Así que, de qué vale tirarnos entre unos y otros, los unos acusando de «trumpistas» a los otros; los otros acusando de «comunistas» a los primeros.
Un repaso a las reglas del juego migratorio para los cubanos
Desde 1966, la Ley de Ajuste Cubano marcó un precedente único en la política migratoria de Estados Unidos: cualquier cubano que pisara territorio estadounidense, de forma legal o irregular, podía solicitar la residencia al cabo de un año y un día.
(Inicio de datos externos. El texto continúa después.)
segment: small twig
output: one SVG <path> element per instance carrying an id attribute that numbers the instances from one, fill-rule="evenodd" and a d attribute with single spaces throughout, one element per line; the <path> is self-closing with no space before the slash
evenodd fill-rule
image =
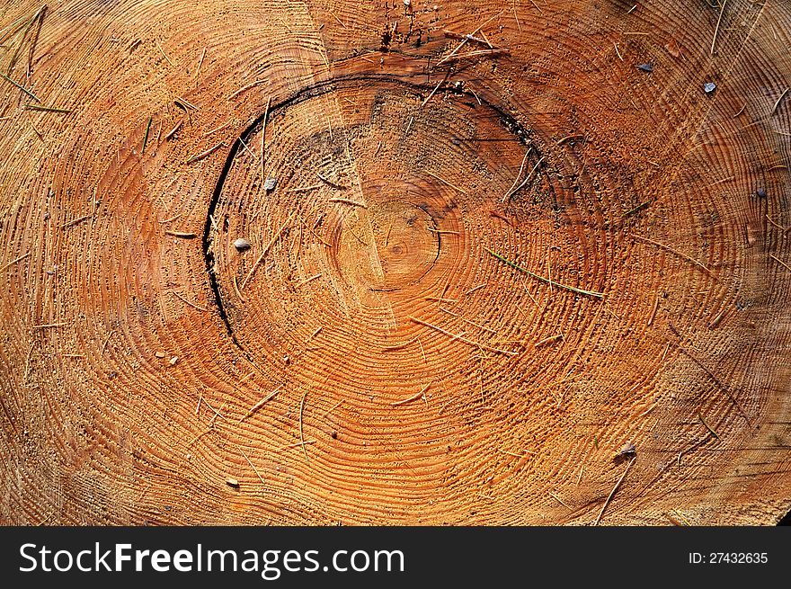
<path id="1" fill-rule="evenodd" d="M 318 176 L 318 179 L 321 180 L 325 184 L 327 184 L 328 186 L 332 186 L 333 188 L 335 188 L 339 191 L 345 191 L 345 190 L 348 190 L 348 188 L 349 188 L 348 186 L 343 186 L 342 184 L 339 184 L 337 183 L 333 182 L 332 180 L 330 180 L 326 176 L 322 175 L 321 173 L 319 173 L 319 172 L 316 172 L 316 175 Z"/>
<path id="2" fill-rule="evenodd" d="M 270 106 L 271 106 L 271 94 L 266 99 L 266 107 L 263 109 L 263 120 L 261 121 L 261 182 L 266 182 L 263 166 L 263 163 L 266 160 L 264 157 L 264 143 L 266 141 L 266 121 L 269 119 Z"/>
<path id="3" fill-rule="evenodd" d="M 613 495 L 615 495 L 616 491 L 618 491 L 618 486 L 620 486 L 621 482 L 624 480 L 624 477 L 627 476 L 627 473 L 629 472 L 629 469 L 632 468 L 632 465 L 635 463 L 635 460 L 637 460 L 635 456 L 629 463 L 627 465 L 626 469 L 624 470 L 624 474 L 621 475 L 621 477 L 618 478 L 618 481 L 615 484 L 615 486 L 612 487 L 612 491 L 609 492 L 609 496 L 607 497 L 607 501 L 604 502 L 604 504 L 601 505 L 601 511 L 599 512 L 599 515 L 596 517 L 596 521 L 593 522 L 593 525 L 599 525 L 599 522 L 601 520 L 601 515 L 604 513 L 604 510 L 607 509 L 607 506 L 609 504 L 609 502 L 612 500 Z"/>
<path id="4" fill-rule="evenodd" d="M 450 229 L 435 229 L 434 228 L 431 228 L 431 227 L 427 227 L 426 229 L 428 231 L 431 231 L 431 233 L 440 233 L 440 234 L 443 234 L 443 235 L 444 234 L 451 234 L 451 235 L 455 235 L 455 236 L 461 235 L 458 231 L 451 231 Z"/>
<path id="5" fill-rule="evenodd" d="M 769 257 L 770 257 L 772 260 L 774 260 L 775 262 L 777 262 L 778 263 L 782 264 L 783 267 L 785 267 L 787 270 L 791 271 L 791 266 L 789 266 L 787 263 L 786 263 L 785 262 L 783 262 L 781 259 L 779 259 L 779 258 L 778 258 L 778 257 L 772 255 L 771 254 L 769 254 Z"/>
<path id="6" fill-rule="evenodd" d="M 446 184 L 446 185 L 448 185 L 448 186 L 450 186 L 450 188 L 452 188 L 453 190 L 455 190 L 455 191 L 458 191 L 458 192 L 461 192 L 462 194 L 467 195 L 467 192 L 465 192 L 463 190 L 461 190 L 458 186 L 454 186 L 454 185 L 451 184 L 449 182 L 448 182 L 448 181 L 445 180 L 444 178 L 440 178 L 440 176 L 438 176 L 438 175 L 437 175 L 436 174 L 434 174 L 433 172 L 429 172 L 429 171 L 427 170 L 427 171 L 426 171 L 426 174 L 428 174 L 430 176 L 432 176 L 432 177 L 436 178 L 437 180 L 439 180 L 440 182 L 441 182 L 443 184 Z"/>
<path id="7" fill-rule="evenodd" d="M 203 134 L 203 137 L 209 137 L 209 135 L 213 135 L 214 133 L 217 133 L 218 131 L 221 131 L 222 129 L 226 129 L 227 127 L 230 127 L 232 122 L 233 122 L 232 120 L 228 120 L 227 122 L 223 123 L 219 127 L 215 127 L 211 130 L 206 131 Z"/>
<path id="8" fill-rule="evenodd" d="M 519 186 L 517 186 L 516 188 L 514 188 L 512 191 L 509 192 L 508 192 L 508 193 L 502 198 L 502 202 L 505 202 L 505 201 L 506 201 L 507 199 L 511 198 L 511 196 L 512 194 L 514 194 L 515 192 L 518 192 L 519 191 L 520 191 L 521 188 L 522 188 L 522 186 L 524 186 L 525 184 L 528 183 L 528 182 L 530 180 L 530 177 L 533 175 L 533 173 L 534 173 L 537 169 L 538 169 L 538 166 L 539 166 L 539 165 L 541 165 L 541 162 L 544 161 L 544 157 L 545 157 L 545 156 L 541 156 L 541 159 L 539 159 L 538 162 L 536 162 L 536 165 L 533 166 L 533 169 L 530 170 L 530 173 L 529 173 L 528 175 L 525 176 L 525 179 L 522 181 L 522 183 L 520 183 Z"/>
<path id="9" fill-rule="evenodd" d="M 577 289 L 573 286 L 569 286 L 567 284 L 561 284 L 560 282 L 555 282 L 555 281 L 550 281 L 549 279 L 545 278 L 544 276 L 540 276 L 539 274 L 536 274 L 534 272 L 531 272 L 529 270 L 525 270 L 524 268 L 522 268 L 519 264 L 514 263 L 511 260 L 502 257 L 499 254 L 493 252 L 492 250 L 490 250 L 488 248 L 484 248 L 484 249 L 485 249 L 489 254 L 493 255 L 495 258 L 497 258 L 501 262 L 503 262 L 504 263 L 507 263 L 509 266 L 515 268 L 516 270 L 519 270 L 520 272 L 526 273 L 528 276 L 530 276 L 531 278 L 535 278 L 536 280 L 541 281 L 542 282 L 546 282 L 547 284 L 551 283 L 559 289 L 565 289 L 566 290 L 571 290 L 572 292 L 576 292 L 578 294 L 588 295 L 589 297 L 595 297 L 597 299 L 604 299 L 603 292 L 596 292 L 594 290 L 583 290 L 582 289 Z"/>
<path id="10" fill-rule="evenodd" d="M 250 90 L 250 88 L 254 88 L 255 86 L 257 86 L 261 84 L 263 84 L 264 82 L 268 82 L 268 81 L 269 81 L 269 78 L 263 78 L 262 80 L 255 80 L 255 82 L 252 82 L 251 84 L 248 84 L 245 86 L 242 86 L 241 88 L 236 90 L 236 92 L 235 92 L 230 96 L 228 96 L 228 100 L 233 100 L 234 98 L 236 98 L 236 96 L 241 94 L 245 90 Z"/>
<path id="11" fill-rule="evenodd" d="M 469 290 L 467 290 L 467 292 L 465 292 L 465 293 L 464 293 L 464 296 L 467 297 L 467 295 L 471 295 L 471 294 L 472 294 L 473 292 L 475 292 L 475 290 L 480 290 L 481 289 L 485 289 L 487 286 L 489 286 L 489 285 L 486 284 L 486 283 L 484 283 L 484 284 L 478 284 L 477 286 L 474 286 L 474 287 L 471 288 Z"/>
<path id="12" fill-rule="evenodd" d="M 439 83 L 436 86 L 434 86 L 434 89 L 431 90 L 431 94 L 429 94 L 429 95 L 426 96 L 426 99 L 425 99 L 425 100 L 422 102 L 422 103 L 420 105 L 420 108 L 424 107 L 424 106 L 426 105 L 426 103 L 428 103 L 430 100 L 431 100 L 431 97 L 432 97 L 432 96 L 434 95 L 434 94 L 440 89 L 440 86 L 442 85 L 443 84 L 445 84 L 445 80 L 448 79 L 448 77 L 449 77 L 449 75 L 450 75 L 450 72 L 449 71 L 449 72 L 448 72 L 448 75 L 447 75 L 443 79 L 440 80 L 440 83 Z"/>
<path id="13" fill-rule="evenodd" d="M 780 101 L 783 100 L 783 99 L 786 97 L 786 94 L 788 94 L 788 90 L 789 90 L 789 88 L 786 88 L 786 89 L 783 91 L 783 94 L 780 94 L 780 97 L 778 99 L 778 102 L 776 102 L 776 103 L 775 103 L 775 105 L 772 107 L 772 112 L 771 112 L 770 114 L 774 114 L 775 112 L 777 112 L 777 111 L 778 111 L 778 107 L 780 105 Z"/>
<path id="14" fill-rule="evenodd" d="M 146 134 L 143 136 L 143 147 L 140 149 L 140 155 L 146 153 L 146 146 L 148 145 L 148 133 L 151 131 L 151 121 L 154 120 L 154 117 L 148 117 L 148 124 L 146 125 Z"/>
<path id="15" fill-rule="evenodd" d="M 40 106 L 39 104 L 30 104 L 25 103 L 25 108 L 29 111 L 44 111 L 45 112 L 62 112 L 68 114 L 71 112 L 69 109 L 58 109 L 54 106 Z"/>
<path id="16" fill-rule="evenodd" d="M 408 347 L 410 344 L 413 344 L 417 341 L 417 335 L 413 337 L 408 342 L 404 342 L 404 344 L 396 344 L 396 345 L 387 345 L 382 348 L 382 352 L 394 352 L 396 350 L 403 350 L 405 347 Z"/>
<path id="17" fill-rule="evenodd" d="M 700 423 L 703 424 L 703 425 L 706 427 L 706 429 L 707 429 L 707 430 L 709 431 L 709 433 L 710 433 L 715 438 L 716 438 L 717 440 L 720 439 L 720 436 L 717 435 L 717 433 L 715 432 L 715 431 L 712 429 L 712 427 L 711 427 L 708 424 L 706 423 L 706 420 L 705 420 L 705 419 L 703 419 L 703 415 L 700 415 L 700 412 L 699 412 L 699 411 L 698 412 L 698 419 L 700 420 Z"/>
<path id="18" fill-rule="evenodd" d="M 192 307 L 192 308 L 197 308 L 199 311 L 204 311 L 204 312 L 205 312 L 205 311 L 209 310 L 209 309 L 207 309 L 207 308 L 204 308 L 203 307 L 200 307 L 200 306 L 196 305 L 196 304 L 193 303 L 191 300 L 188 300 L 187 299 L 185 299 L 184 297 L 182 297 L 182 295 L 180 295 L 180 294 L 179 294 L 178 292 L 176 292 L 175 290 L 171 290 L 170 292 L 171 292 L 171 294 L 175 295 L 176 297 L 178 297 L 179 299 L 181 299 L 182 300 L 183 300 L 183 301 L 184 301 L 185 303 L 187 303 L 190 307 Z"/>
<path id="19" fill-rule="evenodd" d="M 271 238 L 271 239 L 270 240 L 270 242 L 266 245 L 266 247 L 263 248 L 263 251 L 261 253 L 261 255 L 258 256 L 258 259 L 257 259 L 257 260 L 255 261 L 255 263 L 253 264 L 253 267 L 250 268 L 250 272 L 247 273 L 247 276 L 245 276 L 245 277 L 244 277 L 244 280 L 242 281 L 242 287 L 241 287 L 241 288 L 244 289 L 244 286 L 247 284 L 248 281 L 249 281 L 250 278 L 253 276 L 253 272 L 255 272 L 255 270 L 258 268 L 258 265 L 261 263 L 261 262 L 263 260 L 263 258 L 264 258 L 264 257 L 266 256 L 266 254 L 269 253 L 270 248 L 271 248 L 272 245 L 274 245 L 275 242 L 278 240 L 278 238 L 280 238 L 280 234 L 285 230 L 286 226 L 287 226 L 289 223 L 291 222 L 291 219 L 294 218 L 294 215 L 295 215 L 295 214 L 296 214 L 296 213 L 292 212 L 291 215 L 289 217 L 289 219 L 286 219 L 286 222 L 283 223 L 283 225 L 280 226 L 280 228 L 278 229 L 277 232 L 272 236 L 272 238 Z"/>
<path id="20" fill-rule="evenodd" d="M 565 508 L 568 509 L 569 511 L 573 511 L 571 507 L 568 506 L 568 504 L 567 504 L 563 499 L 561 499 L 560 497 L 558 497 L 558 496 L 557 496 L 556 495 L 555 495 L 552 491 L 547 491 L 547 493 L 549 495 L 550 497 L 552 497 L 553 499 L 555 499 L 555 500 L 557 503 L 559 503 L 561 505 L 563 505 L 564 507 L 565 507 Z"/>
<path id="21" fill-rule="evenodd" d="M 303 449 L 305 446 L 309 446 L 310 444 L 315 444 L 316 440 L 306 440 L 303 443 L 302 442 L 296 442 L 293 444 L 288 444 L 287 446 L 280 446 L 280 450 L 287 450 L 289 448 L 297 448 L 298 446 L 302 446 Z"/>
<path id="22" fill-rule="evenodd" d="M 464 42 L 464 41 L 462 41 Z M 441 66 L 446 63 L 455 63 L 457 61 L 460 61 L 462 59 L 470 59 L 474 58 L 483 58 L 483 57 L 495 57 L 499 55 L 509 55 L 511 51 L 505 49 L 478 49 L 477 51 L 470 51 L 469 53 L 461 53 L 457 55 L 449 55 L 446 58 L 443 58 L 440 61 L 437 62 L 437 66 Z"/>
<path id="23" fill-rule="evenodd" d="M 104 352 L 107 350 L 107 344 L 110 343 L 110 338 L 112 337 L 112 335 L 113 335 L 114 333 L 115 333 L 115 330 L 112 329 L 112 330 L 111 330 L 111 332 L 107 335 L 107 337 L 104 339 L 104 344 L 102 344 L 102 354 L 101 354 L 101 355 L 104 355 Z"/>
<path id="24" fill-rule="evenodd" d="M 0 76 L 2 76 L 5 81 L 10 82 L 10 83 L 13 84 L 13 85 L 15 85 L 17 88 L 19 88 L 20 90 L 22 90 L 23 93 L 25 93 L 28 96 L 30 96 L 31 98 L 32 98 L 32 99 L 33 99 L 34 101 L 36 101 L 37 103 L 40 103 L 40 102 L 41 102 L 40 100 L 39 100 L 39 97 L 36 96 L 36 94 L 34 94 L 32 92 L 31 92 L 31 91 L 28 90 L 27 88 L 25 88 L 25 87 L 24 87 L 23 85 L 22 85 L 21 84 L 17 84 L 16 82 L 14 82 L 13 80 L 12 80 L 12 79 L 11 79 L 10 77 L 8 77 L 5 74 L 0 73 Z"/>
<path id="25" fill-rule="evenodd" d="M 184 163 L 185 163 L 185 164 L 192 164 L 193 162 L 197 162 L 197 161 L 199 161 L 199 160 L 201 160 L 201 159 L 203 159 L 204 157 L 206 157 L 207 156 L 210 156 L 211 154 L 213 154 L 215 151 L 217 151 L 218 149 L 219 149 L 220 147 L 222 147 L 225 144 L 226 144 L 225 141 L 220 141 L 219 143 L 218 143 L 218 144 L 217 144 L 216 146 L 214 146 L 213 147 L 209 147 L 209 149 L 207 149 L 206 151 L 204 151 L 204 152 L 202 152 L 202 153 L 200 153 L 200 154 L 197 154 L 197 155 L 195 155 L 195 156 L 192 156 L 190 159 L 188 159 L 188 160 L 187 160 L 186 162 L 184 162 Z"/>
<path id="26" fill-rule="evenodd" d="M 242 416 L 242 418 L 239 420 L 239 423 L 241 424 L 243 421 L 247 419 L 250 415 L 252 415 L 253 413 L 255 413 L 261 407 L 262 407 L 264 405 L 266 405 L 269 401 L 271 401 L 272 398 L 274 398 L 274 396 L 277 395 L 282 388 L 283 388 L 282 387 L 278 387 L 272 392 L 271 392 L 268 396 L 264 397 L 258 403 L 253 405 L 250 408 L 250 410 Z"/>
<path id="27" fill-rule="evenodd" d="M 585 136 L 580 135 L 579 133 L 577 133 L 575 135 L 567 135 L 566 137 L 558 140 L 557 143 L 555 143 L 555 145 L 563 145 L 566 141 L 571 141 L 572 139 L 583 139 L 583 138 L 585 138 Z"/>
<path id="28" fill-rule="evenodd" d="M 648 317 L 648 326 L 651 326 L 651 324 L 653 323 L 653 318 L 656 317 L 656 309 L 659 308 L 659 295 L 656 296 L 656 299 L 653 299 L 653 307 L 651 308 L 651 315 Z"/>
<path id="29" fill-rule="evenodd" d="M 179 121 L 175 125 L 173 125 L 173 128 L 167 132 L 167 135 L 164 136 L 164 140 L 170 141 L 173 136 L 176 134 L 176 132 L 182 128 L 182 125 L 183 124 L 184 118 L 182 117 L 181 119 L 179 119 Z"/>
<path id="30" fill-rule="evenodd" d="M 728 398 L 731 399 L 731 402 L 736 406 L 737 409 L 739 409 L 740 413 L 742 414 L 742 416 L 744 417 L 744 420 L 747 422 L 747 424 L 750 427 L 752 427 L 752 424 L 750 421 L 750 417 L 747 416 L 747 412 L 744 411 L 743 407 L 742 406 L 742 404 L 739 403 L 739 400 L 735 397 L 733 397 L 733 393 L 731 393 L 731 389 L 728 388 L 722 381 L 720 381 L 720 379 L 716 378 L 715 373 L 712 372 L 706 364 L 704 364 L 702 361 L 698 360 L 698 358 L 693 356 L 692 353 L 688 351 L 686 348 L 681 347 L 678 344 L 674 344 L 673 345 L 675 345 L 679 349 L 679 351 L 684 353 L 692 361 L 694 361 L 696 364 L 698 364 L 698 366 L 699 366 L 703 370 L 703 371 L 706 372 L 712 380 L 714 380 L 715 384 L 716 384 L 720 388 L 722 388 L 725 392 L 725 394 L 728 396 Z M 670 346 L 670 342 L 668 342 L 668 346 Z"/>
<path id="31" fill-rule="evenodd" d="M 401 405 L 405 405 L 406 403 L 411 403 L 412 401 L 416 401 L 417 399 L 419 399 L 421 397 L 423 396 L 423 393 L 425 393 L 426 390 L 428 390 L 430 386 L 431 386 L 431 384 L 426 385 L 425 387 L 421 388 L 419 393 L 416 393 L 416 394 L 413 395 L 412 397 L 409 397 L 404 399 L 401 399 L 400 401 L 394 401 L 393 403 L 390 404 L 390 406 L 396 407 Z M 426 406 L 428 406 L 428 405 L 429 405 L 428 401 L 426 401 Z"/>
<path id="32" fill-rule="evenodd" d="M 309 462 L 310 460 L 307 460 L 307 450 L 305 448 L 305 434 L 302 428 L 302 414 L 305 412 L 306 397 L 307 397 L 307 391 L 303 393 L 302 401 L 299 403 L 299 442 L 302 444 L 302 453 L 305 454 L 305 461 Z"/>
<path id="33" fill-rule="evenodd" d="M 519 173 L 516 174 L 516 178 L 514 179 L 513 183 L 511 185 L 511 188 L 509 188 L 509 189 L 505 192 L 505 194 L 502 196 L 502 200 L 503 200 L 503 201 L 504 201 L 505 199 L 507 199 L 507 198 L 511 195 L 511 192 L 512 192 L 512 191 L 514 190 L 514 188 L 516 187 L 516 184 L 517 184 L 517 183 L 519 182 L 519 179 L 522 177 L 522 170 L 525 169 L 525 162 L 528 161 L 528 156 L 530 155 L 530 152 L 531 152 L 532 150 L 533 150 L 532 147 L 529 147 L 527 153 L 525 153 L 525 156 L 522 157 L 522 163 L 521 163 L 521 165 L 520 165 L 520 171 L 519 171 Z"/>
<path id="34" fill-rule="evenodd" d="M 317 273 L 317 274 L 314 274 L 314 275 L 311 276 L 310 278 L 306 278 L 304 281 L 302 281 L 301 282 L 299 282 L 297 286 L 298 286 L 298 287 L 305 286 L 305 285 L 307 284 L 308 282 L 312 282 L 313 281 L 321 278 L 321 276 L 322 276 L 322 272 L 319 272 L 319 273 Z M 319 327 L 319 329 L 321 329 L 321 327 Z"/>
<path id="35" fill-rule="evenodd" d="M 203 65 L 203 58 L 206 57 L 206 48 L 203 48 L 203 53 L 200 54 L 200 60 L 198 62 L 198 69 L 195 71 L 195 87 L 198 87 L 198 78 L 200 77 L 200 67 Z"/>
<path id="36" fill-rule="evenodd" d="M 342 202 L 344 204 L 351 204 L 355 207 L 360 207 L 362 209 L 368 209 L 368 205 L 364 202 L 357 202 L 356 201 L 352 201 L 351 199 L 341 199 L 341 198 L 333 198 L 329 200 L 330 202 Z"/>
<path id="37" fill-rule="evenodd" d="M 723 2 L 723 7 L 720 9 L 720 17 L 717 19 L 717 25 L 714 30 L 714 38 L 711 40 L 711 51 L 710 55 L 714 55 L 714 45 L 716 43 L 716 36 L 720 31 L 720 22 L 723 21 L 723 13 L 725 12 L 725 4 L 728 4 L 728 0 L 724 0 Z"/>
<path id="38" fill-rule="evenodd" d="M 157 221 L 157 222 L 158 222 L 158 223 L 161 223 L 162 225 L 164 225 L 165 223 L 170 223 L 171 221 L 174 221 L 174 220 L 176 220 L 176 219 L 179 219 L 180 217 L 182 217 L 183 214 L 184 214 L 183 212 L 181 212 L 181 213 L 179 213 L 178 215 L 176 215 L 176 216 L 174 216 L 174 217 L 171 217 L 170 219 L 164 219 L 164 221 Z"/>
<path id="39" fill-rule="evenodd" d="M 205 51 L 206 49 L 203 49 L 203 50 Z M 244 460 L 247 460 L 247 464 L 250 465 L 250 468 L 253 469 L 253 472 L 255 472 L 255 474 L 256 474 L 256 476 L 258 477 L 258 478 L 261 480 L 262 483 L 263 483 L 263 477 L 261 476 L 261 473 L 258 472 L 258 469 L 256 469 L 256 468 L 253 465 L 253 462 L 250 460 L 250 459 L 247 458 L 247 454 L 244 453 L 244 451 L 242 450 L 242 447 L 237 445 L 236 448 L 239 449 L 239 451 L 242 452 L 242 456 L 244 456 Z M 264 483 L 264 485 L 266 485 L 266 483 Z"/>
<path id="40" fill-rule="evenodd" d="M 3 271 L 5 270 L 6 268 L 9 268 L 9 267 L 13 266 L 13 264 L 15 264 L 17 262 L 20 262 L 21 260 L 24 260 L 24 259 L 25 259 L 26 257 L 28 257 L 30 254 L 31 254 L 31 253 L 28 252 L 27 254 L 22 254 L 20 255 L 18 258 L 14 258 L 13 260 L 12 260 L 12 261 L 9 262 L 8 263 L 6 263 L 4 266 L 3 266 L 2 268 L 0 268 L 0 272 L 3 272 Z"/>
<path id="41" fill-rule="evenodd" d="M 159 49 L 159 52 L 162 53 L 162 56 L 167 60 L 167 63 L 170 64 L 170 67 L 175 67 L 175 66 L 173 65 L 173 61 L 170 60 L 170 58 L 167 57 L 167 54 L 165 54 L 165 52 L 162 49 L 162 48 L 159 46 L 159 43 L 156 42 L 156 40 L 154 40 L 154 44 L 156 45 L 156 49 Z"/>
<path id="42" fill-rule="evenodd" d="M 547 345 L 547 344 L 554 344 L 555 342 L 559 342 L 562 339 L 564 339 L 563 334 L 557 334 L 556 335 L 550 335 L 549 337 L 545 337 L 543 340 L 541 340 L 539 342 L 536 342 L 533 344 L 533 347 L 534 348 L 540 348 L 544 345 Z"/>
<path id="43" fill-rule="evenodd" d="M 192 109 L 193 111 L 198 110 L 198 107 L 192 104 L 192 103 L 184 98 L 182 98 L 181 96 L 176 96 L 173 103 L 175 103 L 176 106 L 182 107 L 182 109 L 183 109 L 184 111 L 186 111 L 187 109 Z"/>
<path id="44" fill-rule="evenodd" d="M 303 186 L 302 188 L 289 188 L 287 192 L 307 192 L 321 188 L 324 184 L 313 184 L 312 186 Z"/>
<path id="45" fill-rule="evenodd" d="M 615 47 L 615 52 L 616 52 L 616 55 L 618 55 L 618 59 L 623 61 L 624 58 L 621 57 L 621 52 L 618 50 L 618 43 L 613 43 L 612 45 L 613 45 L 613 47 Z"/>
<path id="46" fill-rule="evenodd" d="M 428 323 L 426 321 L 422 321 L 422 319 L 418 319 L 417 317 L 413 317 L 412 316 L 409 316 L 408 318 L 412 321 L 414 321 L 415 323 L 421 324 L 422 326 L 425 326 L 426 327 L 431 327 L 431 329 L 439 331 L 440 334 L 445 334 L 449 337 L 451 337 L 455 340 L 458 340 L 459 342 L 464 342 L 465 344 L 468 344 L 469 345 L 474 345 L 476 348 L 483 348 L 484 350 L 489 350 L 490 352 L 496 352 L 498 353 L 504 353 L 508 356 L 517 355 L 516 352 L 509 352 L 508 350 L 501 350 L 500 348 L 493 348 L 491 345 L 486 345 L 484 344 L 479 344 L 477 342 L 474 342 L 474 341 L 469 340 L 469 339 L 463 337 L 461 335 L 457 335 L 456 334 L 451 334 L 449 331 L 442 329 L 441 327 L 438 327 L 437 326 L 432 326 L 431 323 Z"/>
<path id="47" fill-rule="evenodd" d="M 640 241 L 644 241 L 647 244 L 652 244 L 653 245 L 656 245 L 657 247 L 662 247 L 662 249 L 665 249 L 668 252 L 671 252 L 671 254 L 675 254 L 679 257 L 683 258 L 683 259 L 687 260 L 688 262 L 691 262 L 692 263 L 694 263 L 696 266 L 698 266 L 698 268 L 703 270 L 707 274 L 711 276 L 714 280 L 717 280 L 716 276 L 714 275 L 714 272 L 712 272 L 708 268 L 707 268 L 702 263 L 700 263 L 698 260 L 689 257 L 686 254 L 681 254 L 681 252 L 674 250 L 670 245 L 665 245 L 664 244 L 661 244 L 658 241 L 653 241 L 653 239 L 649 239 L 648 237 L 643 237 L 642 236 L 638 236 L 634 233 L 629 233 L 627 235 L 628 235 L 631 237 L 634 237 L 635 239 L 639 239 Z"/>
<path id="48" fill-rule="evenodd" d="M 720 325 L 720 322 L 723 320 L 723 317 L 725 317 L 725 311 L 726 311 L 726 309 L 723 309 L 722 311 L 719 312 L 719 314 L 714 319 L 711 320 L 711 322 L 708 324 L 709 329 L 715 329 L 716 326 L 718 325 Z"/>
Durante décadas, esa ley funcionó como salvavidas político y humanitario, reflejando la posición de Washington frente al régimen de La Habana.
El gobierno de Biden, pese a retomar programas como el parole humanitario en 2023, mantuvo buena parte del andamiaje restrictivo, y no impulsó cambios legislativos para otorgar protección o estatus permanente a quienes llegaron con I-220A o I-220B. En la práctica, muchos de esos migrantes viven en un limbo: con permisos temporales que no conducen a la residencia y bajo la amenaza constante de detención o deportación.
Esa trayectoria histórica demuestra que, más allá de colores partidistas, la política migratoria hacia los cubanos se ha ido endureciendo de manera sostenida. Lo que antes fue un privilegio casi automático, hoy es un terreno lleno de obstáculos legales y políticos, donde el apoyo de la comunidad —cuando existe— puede marcar la diferencia entre quedarse y ser expulsado.